The March 2011 federal budget announced a Canada Student Loan forgiveness programme for medical and nursing students to complement other health human resources strategies to expand the provision of primary health services. The programme is meant to encourage and support new family physicians, nurse practitioners and nurses to practise in underserved rural or remote communities of the country, including communities that provide health services to First Nations and Inuit populations.

==National Student Loan Service Centre==
The National Student Loans Service Centre (NSLSC) is an agency created by the Canada Student Loans Program (CSLP) where Canadian Federal loan holders manage their student loan. The NSLSC manages CSLP (Federal) loans as well as provincially-integrated loans for the following provinces: British Columbia, Manitoba, Ontario, New Brunswick, and Newfoundland and Labrador, and Saskatchewan.

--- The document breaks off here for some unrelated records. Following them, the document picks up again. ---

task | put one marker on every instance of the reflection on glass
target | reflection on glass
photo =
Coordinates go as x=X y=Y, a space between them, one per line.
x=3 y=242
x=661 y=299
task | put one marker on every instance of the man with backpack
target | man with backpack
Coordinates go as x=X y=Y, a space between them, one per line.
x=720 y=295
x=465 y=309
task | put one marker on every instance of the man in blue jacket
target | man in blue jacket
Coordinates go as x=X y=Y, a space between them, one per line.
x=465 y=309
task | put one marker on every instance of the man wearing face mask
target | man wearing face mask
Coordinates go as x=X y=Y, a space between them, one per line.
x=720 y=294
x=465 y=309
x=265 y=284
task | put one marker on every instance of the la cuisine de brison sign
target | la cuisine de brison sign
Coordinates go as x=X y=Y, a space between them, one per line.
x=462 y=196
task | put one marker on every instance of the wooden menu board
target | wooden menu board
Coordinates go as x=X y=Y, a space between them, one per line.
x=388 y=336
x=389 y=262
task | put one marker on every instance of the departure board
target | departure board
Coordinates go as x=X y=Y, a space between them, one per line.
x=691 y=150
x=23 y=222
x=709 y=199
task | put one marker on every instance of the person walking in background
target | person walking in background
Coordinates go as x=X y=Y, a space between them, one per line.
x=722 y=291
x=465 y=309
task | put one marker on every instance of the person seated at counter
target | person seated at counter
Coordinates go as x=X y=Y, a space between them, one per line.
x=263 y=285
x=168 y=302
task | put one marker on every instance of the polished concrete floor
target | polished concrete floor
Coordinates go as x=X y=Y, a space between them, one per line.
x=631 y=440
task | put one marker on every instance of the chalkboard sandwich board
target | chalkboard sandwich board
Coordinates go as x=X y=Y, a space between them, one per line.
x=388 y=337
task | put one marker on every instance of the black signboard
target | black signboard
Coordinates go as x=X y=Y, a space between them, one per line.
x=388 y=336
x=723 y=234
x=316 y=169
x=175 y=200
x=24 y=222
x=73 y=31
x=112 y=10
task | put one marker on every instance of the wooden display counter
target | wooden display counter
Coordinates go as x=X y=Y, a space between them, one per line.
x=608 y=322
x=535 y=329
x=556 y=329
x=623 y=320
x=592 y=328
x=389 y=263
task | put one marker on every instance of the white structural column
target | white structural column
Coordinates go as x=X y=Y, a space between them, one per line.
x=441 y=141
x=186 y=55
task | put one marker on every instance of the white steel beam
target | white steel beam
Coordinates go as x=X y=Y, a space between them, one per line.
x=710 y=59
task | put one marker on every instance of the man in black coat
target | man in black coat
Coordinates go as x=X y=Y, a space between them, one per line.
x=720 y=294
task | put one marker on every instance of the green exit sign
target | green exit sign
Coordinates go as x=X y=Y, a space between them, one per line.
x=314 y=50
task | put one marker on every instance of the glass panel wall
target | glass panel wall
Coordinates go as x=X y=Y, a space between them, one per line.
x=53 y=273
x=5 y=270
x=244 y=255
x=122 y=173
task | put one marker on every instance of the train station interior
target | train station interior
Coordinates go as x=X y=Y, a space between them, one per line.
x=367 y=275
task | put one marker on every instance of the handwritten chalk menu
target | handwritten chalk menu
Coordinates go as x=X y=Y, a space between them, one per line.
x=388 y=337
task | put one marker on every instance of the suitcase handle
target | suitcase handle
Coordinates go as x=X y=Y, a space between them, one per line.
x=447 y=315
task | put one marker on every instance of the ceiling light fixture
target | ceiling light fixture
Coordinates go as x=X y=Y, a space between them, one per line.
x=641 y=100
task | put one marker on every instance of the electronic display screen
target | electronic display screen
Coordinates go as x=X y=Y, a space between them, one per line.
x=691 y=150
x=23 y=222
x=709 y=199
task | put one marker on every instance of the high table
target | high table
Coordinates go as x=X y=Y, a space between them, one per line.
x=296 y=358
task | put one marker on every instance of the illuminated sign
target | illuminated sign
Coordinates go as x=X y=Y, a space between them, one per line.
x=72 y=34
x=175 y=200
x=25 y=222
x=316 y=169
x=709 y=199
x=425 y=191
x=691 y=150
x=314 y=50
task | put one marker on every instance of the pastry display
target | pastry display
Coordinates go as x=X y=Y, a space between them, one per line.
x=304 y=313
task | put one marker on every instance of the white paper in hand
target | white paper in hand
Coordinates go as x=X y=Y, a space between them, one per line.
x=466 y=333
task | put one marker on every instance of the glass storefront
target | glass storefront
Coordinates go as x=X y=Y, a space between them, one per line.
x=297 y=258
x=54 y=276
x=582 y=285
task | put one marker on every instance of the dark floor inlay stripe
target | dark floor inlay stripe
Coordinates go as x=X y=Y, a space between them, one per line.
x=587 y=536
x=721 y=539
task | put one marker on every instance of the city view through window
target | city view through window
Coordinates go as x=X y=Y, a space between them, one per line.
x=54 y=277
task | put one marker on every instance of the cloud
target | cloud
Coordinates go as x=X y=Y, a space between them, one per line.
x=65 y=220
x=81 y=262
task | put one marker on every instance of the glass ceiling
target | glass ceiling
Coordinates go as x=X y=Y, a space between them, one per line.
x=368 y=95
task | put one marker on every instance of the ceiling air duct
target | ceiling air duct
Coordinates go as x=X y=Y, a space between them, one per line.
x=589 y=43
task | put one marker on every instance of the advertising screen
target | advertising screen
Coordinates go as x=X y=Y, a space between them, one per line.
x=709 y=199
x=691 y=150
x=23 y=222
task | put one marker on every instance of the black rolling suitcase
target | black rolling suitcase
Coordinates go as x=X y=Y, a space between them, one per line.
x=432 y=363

The NSLSC website (nslsc.ca) can be used to maintain student loan holders files, confirm enrolment, check disbursement status, apply for the Repayment Assistance Plan, as well as make payments on their loans.

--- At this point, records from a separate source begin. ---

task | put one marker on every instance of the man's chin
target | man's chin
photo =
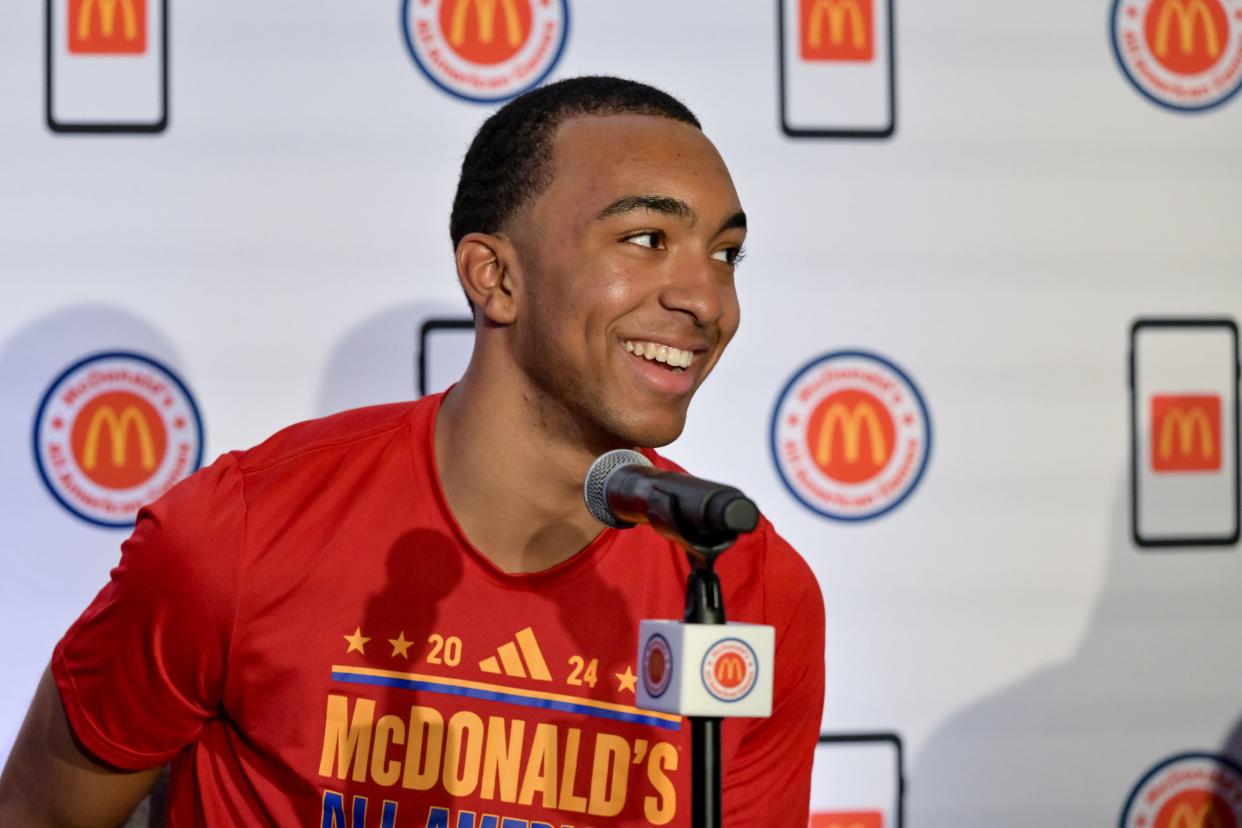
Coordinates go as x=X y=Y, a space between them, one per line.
x=651 y=432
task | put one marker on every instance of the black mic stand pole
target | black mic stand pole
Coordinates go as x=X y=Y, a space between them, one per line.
x=704 y=605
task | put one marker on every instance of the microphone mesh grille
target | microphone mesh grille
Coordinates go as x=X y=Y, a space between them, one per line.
x=593 y=489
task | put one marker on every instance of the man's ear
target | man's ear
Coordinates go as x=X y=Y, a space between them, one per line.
x=487 y=270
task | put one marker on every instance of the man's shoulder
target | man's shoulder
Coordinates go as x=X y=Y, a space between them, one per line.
x=322 y=437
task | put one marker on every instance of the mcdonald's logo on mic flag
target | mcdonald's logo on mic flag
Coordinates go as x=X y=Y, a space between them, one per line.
x=486 y=50
x=851 y=436
x=1186 y=433
x=114 y=432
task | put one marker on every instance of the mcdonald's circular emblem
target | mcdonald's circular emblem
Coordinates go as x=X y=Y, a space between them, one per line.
x=486 y=50
x=1180 y=54
x=851 y=436
x=657 y=666
x=729 y=669
x=1186 y=791
x=114 y=432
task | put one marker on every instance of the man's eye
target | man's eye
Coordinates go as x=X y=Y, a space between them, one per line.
x=650 y=238
x=729 y=255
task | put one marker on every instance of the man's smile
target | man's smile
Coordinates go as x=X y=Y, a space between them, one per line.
x=675 y=358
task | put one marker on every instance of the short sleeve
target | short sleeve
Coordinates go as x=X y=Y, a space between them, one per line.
x=142 y=670
x=769 y=781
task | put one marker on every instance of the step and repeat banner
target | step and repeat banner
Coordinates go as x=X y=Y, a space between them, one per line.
x=986 y=380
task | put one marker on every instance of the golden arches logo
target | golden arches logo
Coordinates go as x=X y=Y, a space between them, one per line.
x=107 y=14
x=118 y=437
x=1206 y=816
x=1186 y=14
x=485 y=21
x=730 y=669
x=838 y=14
x=1185 y=423
x=851 y=422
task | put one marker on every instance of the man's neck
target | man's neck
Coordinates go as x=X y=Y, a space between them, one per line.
x=513 y=483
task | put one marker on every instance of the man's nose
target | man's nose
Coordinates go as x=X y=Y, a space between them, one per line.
x=697 y=287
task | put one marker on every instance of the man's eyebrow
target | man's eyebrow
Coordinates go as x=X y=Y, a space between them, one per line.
x=663 y=204
x=735 y=220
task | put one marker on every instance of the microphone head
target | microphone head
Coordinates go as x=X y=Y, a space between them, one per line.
x=596 y=477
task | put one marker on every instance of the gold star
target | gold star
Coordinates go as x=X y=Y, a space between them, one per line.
x=626 y=679
x=357 y=642
x=400 y=644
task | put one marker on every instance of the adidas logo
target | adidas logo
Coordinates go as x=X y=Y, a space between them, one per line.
x=511 y=662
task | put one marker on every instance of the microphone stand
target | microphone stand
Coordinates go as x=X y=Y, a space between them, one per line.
x=704 y=605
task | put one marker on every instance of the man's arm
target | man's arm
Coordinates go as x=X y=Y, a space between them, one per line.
x=50 y=782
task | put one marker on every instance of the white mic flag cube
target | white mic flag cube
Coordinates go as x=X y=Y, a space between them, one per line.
x=719 y=670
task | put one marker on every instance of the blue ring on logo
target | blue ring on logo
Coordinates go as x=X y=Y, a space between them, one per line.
x=1117 y=54
x=1176 y=757
x=668 y=668
x=703 y=668
x=552 y=65
x=47 y=396
x=923 y=409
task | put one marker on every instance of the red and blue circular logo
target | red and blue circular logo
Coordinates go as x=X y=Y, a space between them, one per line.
x=1184 y=55
x=113 y=433
x=657 y=666
x=1186 y=791
x=729 y=669
x=486 y=50
x=851 y=436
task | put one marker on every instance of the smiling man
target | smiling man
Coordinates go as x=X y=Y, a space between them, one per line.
x=404 y=616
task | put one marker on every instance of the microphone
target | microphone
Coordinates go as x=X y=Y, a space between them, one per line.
x=622 y=488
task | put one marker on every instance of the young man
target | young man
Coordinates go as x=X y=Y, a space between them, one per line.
x=404 y=616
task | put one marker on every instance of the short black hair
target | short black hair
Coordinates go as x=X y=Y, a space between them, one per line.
x=509 y=160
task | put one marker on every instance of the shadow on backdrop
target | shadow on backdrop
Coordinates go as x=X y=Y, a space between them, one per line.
x=376 y=360
x=1155 y=674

==Loan administration and repayment==
The Canada Student Loan Program (sometimes referred to as the National Student Loan) is administered by National Student Loan Service Centre a part of Human Resources and Social (Skills) Development Canada (HRSDC). Students have the choice of opting for a fixed interest rate of prime interest rate, or a floating interest rate. Newfoundland and Labrador and Prince Edward Island were the only provinces where there was no interest on the provincial loan, but as of March 28, 2014, the government of Nova Scotia also eliminated interest for all graduates who entered repayment after Nov. 1, 2007. The government of British Columbia eliminated interest on its student loans on February 19, 2019. The Canadian federal government eliminated interest on its student loans as of April 1, 2023.

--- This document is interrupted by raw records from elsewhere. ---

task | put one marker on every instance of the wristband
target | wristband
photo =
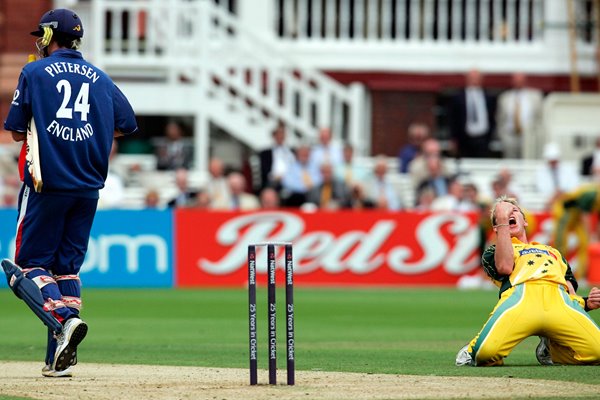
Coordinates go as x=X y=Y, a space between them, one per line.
x=586 y=308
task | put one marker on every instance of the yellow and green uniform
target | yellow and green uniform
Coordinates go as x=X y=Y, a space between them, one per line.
x=534 y=301
x=568 y=214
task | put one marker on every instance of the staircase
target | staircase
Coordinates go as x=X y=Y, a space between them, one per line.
x=195 y=57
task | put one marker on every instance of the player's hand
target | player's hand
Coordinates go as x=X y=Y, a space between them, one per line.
x=503 y=211
x=593 y=301
x=19 y=136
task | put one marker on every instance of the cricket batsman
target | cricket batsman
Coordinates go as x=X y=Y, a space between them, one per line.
x=67 y=111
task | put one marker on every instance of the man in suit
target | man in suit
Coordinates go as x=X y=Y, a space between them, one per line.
x=519 y=118
x=238 y=200
x=332 y=193
x=185 y=197
x=472 y=118
x=275 y=161
x=300 y=179
x=591 y=162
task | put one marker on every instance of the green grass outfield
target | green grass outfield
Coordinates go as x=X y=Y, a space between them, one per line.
x=392 y=330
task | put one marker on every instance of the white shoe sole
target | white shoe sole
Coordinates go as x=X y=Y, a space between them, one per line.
x=66 y=352
x=50 y=373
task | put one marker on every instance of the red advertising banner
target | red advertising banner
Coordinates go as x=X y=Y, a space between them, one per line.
x=330 y=248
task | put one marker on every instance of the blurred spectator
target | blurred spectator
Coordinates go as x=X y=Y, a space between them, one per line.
x=430 y=154
x=591 y=162
x=417 y=133
x=555 y=177
x=173 y=152
x=217 y=186
x=348 y=171
x=470 y=201
x=326 y=150
x=112 y=194
x=203 y=200
x=301 y=177
x=275 y=161
x=379 y=189
x=425 y=200
x=507 y=185
x=152 y=199
x=331 y=193
x=472 y=118
x=269 y=199
x=519 y=118
x=452 y=199
x=239 y=199
x=358 y=199
x=436 y=178
x=185 y=197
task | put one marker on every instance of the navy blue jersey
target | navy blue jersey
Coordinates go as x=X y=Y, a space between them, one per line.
x=76 y=109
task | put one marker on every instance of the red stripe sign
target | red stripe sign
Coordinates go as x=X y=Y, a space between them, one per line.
x=337 y=248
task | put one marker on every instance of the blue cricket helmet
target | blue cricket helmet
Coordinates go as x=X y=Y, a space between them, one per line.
x=60 y=20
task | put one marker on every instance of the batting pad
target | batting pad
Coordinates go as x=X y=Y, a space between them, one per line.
x=28 y=291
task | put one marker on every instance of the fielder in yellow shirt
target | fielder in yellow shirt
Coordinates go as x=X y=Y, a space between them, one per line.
x=572 y=214
x=537 y=298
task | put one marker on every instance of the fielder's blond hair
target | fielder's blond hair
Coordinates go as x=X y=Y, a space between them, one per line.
x=504 y=199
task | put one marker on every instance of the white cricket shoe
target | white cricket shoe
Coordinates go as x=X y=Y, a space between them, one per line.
x=464 y=357
x=73 y=333
x=542 y=352
x=48 y=372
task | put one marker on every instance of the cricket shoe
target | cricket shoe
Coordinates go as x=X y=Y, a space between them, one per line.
x=542 y=352
x=464 y=357
x=48 y=372
x=72 y=334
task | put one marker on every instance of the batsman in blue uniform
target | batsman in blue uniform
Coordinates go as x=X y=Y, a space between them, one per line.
x=67 y=111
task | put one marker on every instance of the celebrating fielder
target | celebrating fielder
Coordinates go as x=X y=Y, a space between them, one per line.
x=77 y=111
x=537 y=297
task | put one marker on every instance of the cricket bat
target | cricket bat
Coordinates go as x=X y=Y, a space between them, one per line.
x=32 y=154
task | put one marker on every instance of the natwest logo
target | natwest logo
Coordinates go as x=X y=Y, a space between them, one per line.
x=347 y=245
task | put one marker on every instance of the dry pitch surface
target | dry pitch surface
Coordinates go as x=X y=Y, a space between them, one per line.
x=105 y=381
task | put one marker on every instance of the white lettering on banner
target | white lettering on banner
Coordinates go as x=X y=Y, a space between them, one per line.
x=247 y=229
x=98 y=255
x=355 y=251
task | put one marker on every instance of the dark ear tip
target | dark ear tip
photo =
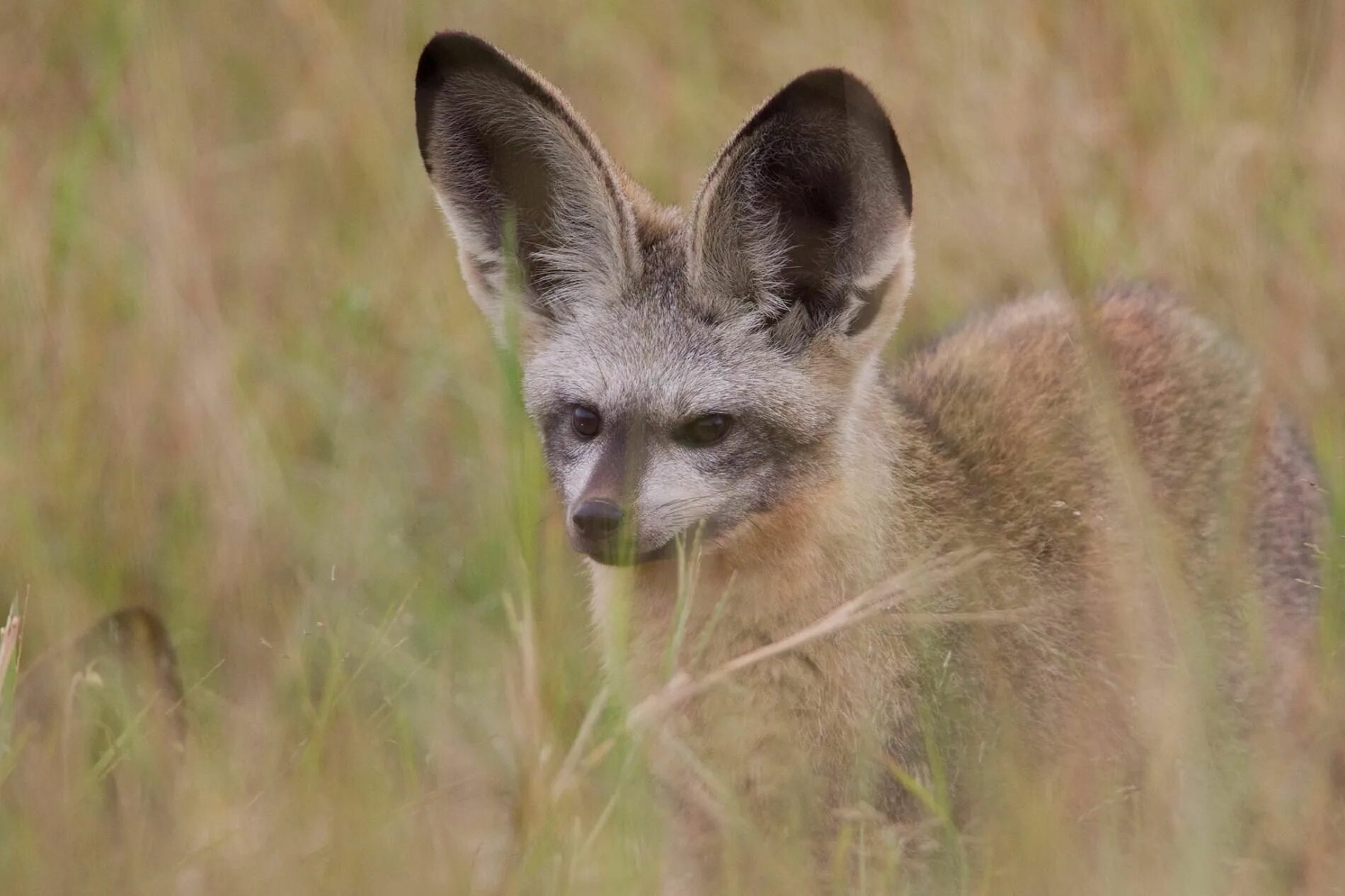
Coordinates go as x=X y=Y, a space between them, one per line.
x=445 y=53
x=838 y=91
x=450 y=50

In September 2010 the amount of student loans owed to the Government of Canada surpassed $15 billion.

==Repayment assistance==
CSLP offers a number of programs to assist students who find themselves facing financial difficulty during repayment. These are provided to government-sponsored student loanholders. Among these programs are:

- Repayment Assistance
Repayment Assistance is designed to help students meet repayment obligations if they are temporarily unable to make payments on their government student loans because of unemployment or low income. Repayment Assistance is granted for periods of six months. Some rules, such as Canadian residency, may apply. Once approved for Repayment Assistance, borrowers will be assessed for an affordable payment amount which may be zero or more. The Federal and/or provincial government will then assist in paying interest and/or principal so long as the borrower continues to be approved for the program. Borrowers can apply online on the NSLSC website.

- Revision of Terms
Revision of Terms is a feature that provides students with the flexibility to manage loan repayment in a way that is responsive to individual situations. It can be used to decrease monthly payments by increasing the repayment period (from the standard 11.5 years up to 15 years) should a student find the standard terms difficult to maintain. It can also be used to increase loan payments by reducing the repayment period, allowing more rapid repayment of a loan.

- Severe Permanent Disability Benefit
Along with Repayment Assistance for borrowers with permanent disabilities, the Severe Permanent Disability Benefit is an additional program for borrowers with disabilities. It allows for the elimination of debt for students who are experiencing exceptional financial hardship due to a severe permanent disability.